A Palestinian electric engineer from the West Bank is facing up to one year in prison and a heavy fine. Ibrahim Al-Masri, who was arrested by the Palestinian Authority (PA) security forces on June 19, is the latest victim of the PA’s continued crackdown on its political opponents and dissenters.
Al-Masri’s lawyer said that his client was taken into custody under the PA’s new controversial Cyber Crime Law, which targets Palestinian social media users. His family said they learned about his detention more than 24 hours after he was taken into custody. They pointed out that Al-Masri was arrested for posting comments on Facebook criticizing the PA security forces for beating him during a demonstration in Ramallah last month.
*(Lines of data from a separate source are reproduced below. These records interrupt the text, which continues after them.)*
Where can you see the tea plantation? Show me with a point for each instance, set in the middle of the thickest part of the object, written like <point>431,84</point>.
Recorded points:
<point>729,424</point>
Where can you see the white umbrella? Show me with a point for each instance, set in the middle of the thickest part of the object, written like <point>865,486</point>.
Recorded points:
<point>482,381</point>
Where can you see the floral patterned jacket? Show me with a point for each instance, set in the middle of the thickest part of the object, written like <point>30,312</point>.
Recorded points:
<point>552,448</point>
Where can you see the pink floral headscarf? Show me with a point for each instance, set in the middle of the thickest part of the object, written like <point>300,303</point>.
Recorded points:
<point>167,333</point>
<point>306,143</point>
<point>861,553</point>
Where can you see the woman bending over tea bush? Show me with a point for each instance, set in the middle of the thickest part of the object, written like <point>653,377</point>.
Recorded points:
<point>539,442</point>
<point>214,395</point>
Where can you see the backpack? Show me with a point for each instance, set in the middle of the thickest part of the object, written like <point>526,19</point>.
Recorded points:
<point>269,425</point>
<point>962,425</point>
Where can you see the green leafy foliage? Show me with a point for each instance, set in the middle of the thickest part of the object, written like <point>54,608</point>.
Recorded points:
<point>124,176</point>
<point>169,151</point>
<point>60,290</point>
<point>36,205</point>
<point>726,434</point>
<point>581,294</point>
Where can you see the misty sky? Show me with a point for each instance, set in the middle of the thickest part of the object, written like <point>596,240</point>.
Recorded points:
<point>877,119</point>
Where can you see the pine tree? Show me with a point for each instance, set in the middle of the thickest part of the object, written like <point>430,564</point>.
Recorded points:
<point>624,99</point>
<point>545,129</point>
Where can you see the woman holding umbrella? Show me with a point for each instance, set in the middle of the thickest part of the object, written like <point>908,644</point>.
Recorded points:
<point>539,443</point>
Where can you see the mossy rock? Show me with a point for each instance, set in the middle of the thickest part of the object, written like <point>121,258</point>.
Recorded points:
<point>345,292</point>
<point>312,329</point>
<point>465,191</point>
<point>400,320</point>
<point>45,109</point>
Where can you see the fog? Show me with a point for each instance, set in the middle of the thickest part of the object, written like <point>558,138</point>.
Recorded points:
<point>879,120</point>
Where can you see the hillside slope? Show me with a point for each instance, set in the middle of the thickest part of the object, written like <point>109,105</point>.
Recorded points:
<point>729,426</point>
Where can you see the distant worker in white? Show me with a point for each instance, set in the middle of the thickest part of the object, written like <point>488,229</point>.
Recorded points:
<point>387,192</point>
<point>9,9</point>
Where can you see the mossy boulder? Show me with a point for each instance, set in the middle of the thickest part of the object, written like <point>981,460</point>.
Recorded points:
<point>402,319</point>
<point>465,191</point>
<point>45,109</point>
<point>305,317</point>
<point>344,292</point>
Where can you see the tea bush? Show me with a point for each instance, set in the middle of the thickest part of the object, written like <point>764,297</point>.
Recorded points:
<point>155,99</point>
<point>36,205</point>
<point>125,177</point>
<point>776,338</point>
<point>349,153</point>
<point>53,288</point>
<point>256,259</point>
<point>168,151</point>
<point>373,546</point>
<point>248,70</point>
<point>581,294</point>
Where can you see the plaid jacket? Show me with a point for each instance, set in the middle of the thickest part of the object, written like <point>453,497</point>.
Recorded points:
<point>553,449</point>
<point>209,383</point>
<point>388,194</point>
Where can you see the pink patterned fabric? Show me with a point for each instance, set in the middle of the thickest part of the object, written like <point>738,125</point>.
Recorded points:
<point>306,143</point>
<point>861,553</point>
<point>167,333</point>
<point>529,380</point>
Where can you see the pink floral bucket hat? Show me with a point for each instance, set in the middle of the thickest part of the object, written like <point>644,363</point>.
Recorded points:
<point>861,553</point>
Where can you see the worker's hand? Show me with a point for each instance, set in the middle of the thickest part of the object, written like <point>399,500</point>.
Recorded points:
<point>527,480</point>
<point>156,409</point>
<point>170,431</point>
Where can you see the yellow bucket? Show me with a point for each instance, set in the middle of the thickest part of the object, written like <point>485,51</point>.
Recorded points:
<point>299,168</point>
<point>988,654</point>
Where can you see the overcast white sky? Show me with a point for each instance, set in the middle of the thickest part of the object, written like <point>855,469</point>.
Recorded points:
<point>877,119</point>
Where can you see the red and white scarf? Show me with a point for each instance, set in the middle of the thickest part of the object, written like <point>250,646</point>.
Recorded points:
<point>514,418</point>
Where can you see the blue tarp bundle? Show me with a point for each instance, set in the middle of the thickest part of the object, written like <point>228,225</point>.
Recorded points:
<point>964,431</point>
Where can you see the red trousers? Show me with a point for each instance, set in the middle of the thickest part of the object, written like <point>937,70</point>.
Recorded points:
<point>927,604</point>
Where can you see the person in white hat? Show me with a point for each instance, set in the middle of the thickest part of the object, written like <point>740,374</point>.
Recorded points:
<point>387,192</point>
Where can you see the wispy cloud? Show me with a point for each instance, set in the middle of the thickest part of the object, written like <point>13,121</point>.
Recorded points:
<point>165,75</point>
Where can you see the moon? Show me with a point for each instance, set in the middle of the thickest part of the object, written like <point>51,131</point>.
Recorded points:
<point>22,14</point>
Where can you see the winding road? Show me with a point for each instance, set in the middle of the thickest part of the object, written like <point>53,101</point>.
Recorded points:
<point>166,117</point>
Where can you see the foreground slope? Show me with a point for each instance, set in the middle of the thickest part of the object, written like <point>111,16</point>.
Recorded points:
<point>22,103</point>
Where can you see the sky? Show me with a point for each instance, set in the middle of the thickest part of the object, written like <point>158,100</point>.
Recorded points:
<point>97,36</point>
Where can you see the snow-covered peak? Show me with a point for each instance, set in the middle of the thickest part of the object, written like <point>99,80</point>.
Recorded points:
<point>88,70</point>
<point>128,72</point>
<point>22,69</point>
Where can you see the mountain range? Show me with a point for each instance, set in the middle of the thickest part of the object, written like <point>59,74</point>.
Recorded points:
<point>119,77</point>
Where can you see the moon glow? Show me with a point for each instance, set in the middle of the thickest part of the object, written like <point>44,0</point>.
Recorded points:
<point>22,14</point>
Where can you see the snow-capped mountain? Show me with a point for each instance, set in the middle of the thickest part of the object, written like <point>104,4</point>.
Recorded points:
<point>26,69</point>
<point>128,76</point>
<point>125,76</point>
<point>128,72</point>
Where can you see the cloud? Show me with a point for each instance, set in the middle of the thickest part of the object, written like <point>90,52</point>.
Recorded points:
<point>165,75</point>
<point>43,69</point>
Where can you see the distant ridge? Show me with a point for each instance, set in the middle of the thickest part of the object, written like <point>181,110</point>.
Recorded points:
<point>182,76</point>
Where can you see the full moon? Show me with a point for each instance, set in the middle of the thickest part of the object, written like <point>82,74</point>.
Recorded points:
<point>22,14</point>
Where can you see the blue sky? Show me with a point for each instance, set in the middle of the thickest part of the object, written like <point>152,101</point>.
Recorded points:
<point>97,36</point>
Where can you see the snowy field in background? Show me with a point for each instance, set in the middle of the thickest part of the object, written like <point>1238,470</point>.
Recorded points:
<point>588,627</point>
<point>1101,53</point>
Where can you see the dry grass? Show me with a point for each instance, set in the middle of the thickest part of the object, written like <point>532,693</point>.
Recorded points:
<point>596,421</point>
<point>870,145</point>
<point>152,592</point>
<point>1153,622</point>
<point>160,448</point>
The demonstration was organized by Palestinian activists to protest the economic sanctions imposed by the PA government on the Hamas-ruled Gaza Strip.
The Cyber Crime Law, which has drawn sharp criticism from Palestinian human rights and media organizations, states that, “Anyone who creates or manages or an information technology platform that aims to publish news that would endanger the integrity of the Palestinian state, the public order or the internal or external security of the State, shall be punished by imprisonment for a period of at least one year and no more than 5,000 Jordanian dinars (approximately $7,000) or by a combination of both punishments.”
The law effectively authorizes the PA security forces to arrest Palestinians for their activities on social media, especially if their postings are deemed “offensive” to senior Palestinian officials or harmful to the “integrity of the Palestinian state” which, one might note, remains to be established.